Flynn Doran's solo exhibition refracted at Gallery 139 has been inspired by the city of Newcastle. Abstracted and bared down to lines and triangles that form the start of this young emerging contemporary sculptor's art career.
Opening night speech
For those of you who know Flynn well, you will know that Flynn is a thinker. He thinks a lot, about what his art is,and he thinks about what it will say to the viewers. His work may on first viewing seem minimal but in actual fact it is quite the exact opposite. Each angle, line, shape, rust section is there for a reason, which I found out during install. Whether we see it or not, I don't think it matters because it is imbedded in the sculpture and the making process. It is this attention to detail and thoughtfulness on Flynn's behalf, that automatically exudes from the works and makes them so compelling. I congratulate Flynn on such a cohesive exhibition and I am excited to have it in the gallery for the next 3 weeks. I hope you all get the chance to pop back into the gallery to see the works again during the day when there are less bodies in the room. Please enjoy the rest of the night and thank you for coming.
~ Ahn Wells
In Flynn's words "Each sculpture is a representation or impression of various locations around Newcastle. To develop these works, I spent a lot of time around the inner city watching the new buildings rise from their previous graves, covered in workers and scaffolding. Living in Newcastle over the last 10 years, I have witness these transforming skylines, as the old was replaced by the new, with very little trace of what was once there. But remnants still existed. I found that through my studies at tafe and uni, I had old photos and sketches of the spaces that were once inhabited by derelict buildings. Google Earth also played a large part to my research as often the street view photos were taken at different times, and because of this rapid gentrification, you could see an expired building or the empty space left by its demolition.

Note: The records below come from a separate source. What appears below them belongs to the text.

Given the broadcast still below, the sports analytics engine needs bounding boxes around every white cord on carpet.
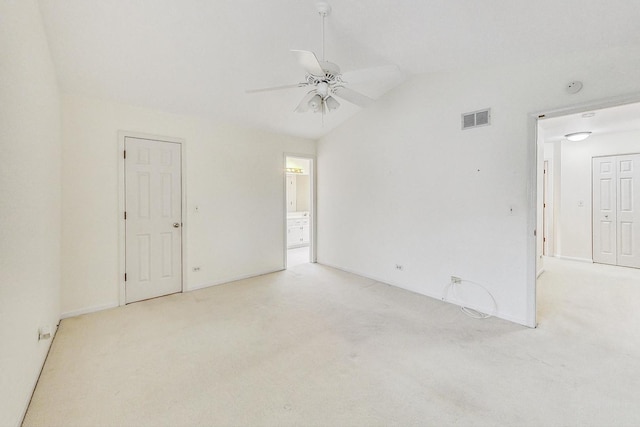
[442,277,497,319]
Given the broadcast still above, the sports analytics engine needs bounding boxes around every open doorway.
[535,99,640,322]
[537,101,640,266]
[285,155,314,268]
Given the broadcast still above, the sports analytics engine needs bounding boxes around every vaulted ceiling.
[38,0,640,139]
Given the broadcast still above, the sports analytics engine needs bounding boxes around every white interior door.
[593,154,640,268]
[617,154,640,268]
[125,137,182,303]
[593,157,617,265]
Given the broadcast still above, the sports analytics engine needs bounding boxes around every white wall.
[317,47,640,326]
[295,175,311,212]
[543,141,561,256]
[61,94,315,316]
[0,1,61,425]
[556,130,640,261]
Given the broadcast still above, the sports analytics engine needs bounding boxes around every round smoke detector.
[566,81,583,94]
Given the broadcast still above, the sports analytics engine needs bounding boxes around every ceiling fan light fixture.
[565,131,592,141]
[317,81,329,97]
[325,95,340,111]
[308,94,323,112]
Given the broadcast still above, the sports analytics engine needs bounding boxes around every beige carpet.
[23,258,640,426]
[287,246,310,268]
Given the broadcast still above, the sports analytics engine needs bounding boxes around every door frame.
[118,131,187,306]
[542,159,551,256]
[283,153,317,267]
[528,92,640,327]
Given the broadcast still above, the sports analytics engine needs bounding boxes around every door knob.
[173,223,180,228]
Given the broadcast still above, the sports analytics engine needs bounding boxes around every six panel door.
[592,157,617,265]
[592,154,640,269]
[125,137,182,303]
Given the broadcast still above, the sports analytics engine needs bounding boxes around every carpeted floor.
[23,258,640,426]
[287,246,310,268]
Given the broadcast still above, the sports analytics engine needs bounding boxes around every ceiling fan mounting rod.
[321,12,325,61]
[316,2,331,62]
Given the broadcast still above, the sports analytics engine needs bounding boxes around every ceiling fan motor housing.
[319,61,340,76]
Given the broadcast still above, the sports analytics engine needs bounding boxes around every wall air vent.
[462,108,491,130]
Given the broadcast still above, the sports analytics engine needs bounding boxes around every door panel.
[125,137,182,303]
[599,221,614,254]
[593,157,617,265]
[617,154,640,268]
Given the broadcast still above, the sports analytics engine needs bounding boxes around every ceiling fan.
[246,2,391,115]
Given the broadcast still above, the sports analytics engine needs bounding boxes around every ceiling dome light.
[565,131,592,141]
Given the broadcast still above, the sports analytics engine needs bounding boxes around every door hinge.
[124,273,127,281]
[124,211,127,220]
[123,150,126,159]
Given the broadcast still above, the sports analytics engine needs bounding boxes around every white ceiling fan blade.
[246,83,304,94]
[294,91,318,113]
[332,87,374,108]
[291,50,325,77]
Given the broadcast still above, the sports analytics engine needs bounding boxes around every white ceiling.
[538,102,640,143]
[38,0,640,139]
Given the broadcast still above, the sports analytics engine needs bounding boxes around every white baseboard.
[556,255,593,263]
[61,269,286,319]
[186,268,285,292]
[60,302,118,319]
[316,261,530,327]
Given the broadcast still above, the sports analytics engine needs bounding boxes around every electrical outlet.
[192,267,201,272]
[38,326,51,341]
[451,276,462,284]
[395,264,404,271]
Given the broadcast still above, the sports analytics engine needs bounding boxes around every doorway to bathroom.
[285,155,314,268]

Through these references I used the process of construction and deconstruction to exemplify what was gained or lost, with only trace elements of mark making and perspective to hint at these motifs.
Overall they are abstract representations, metaphors within themselves that hold a skewed perspective as its key element. The extended strokes of lines thrown against the solid shapes obscure the notion of location but remain as an impression of the built landscape."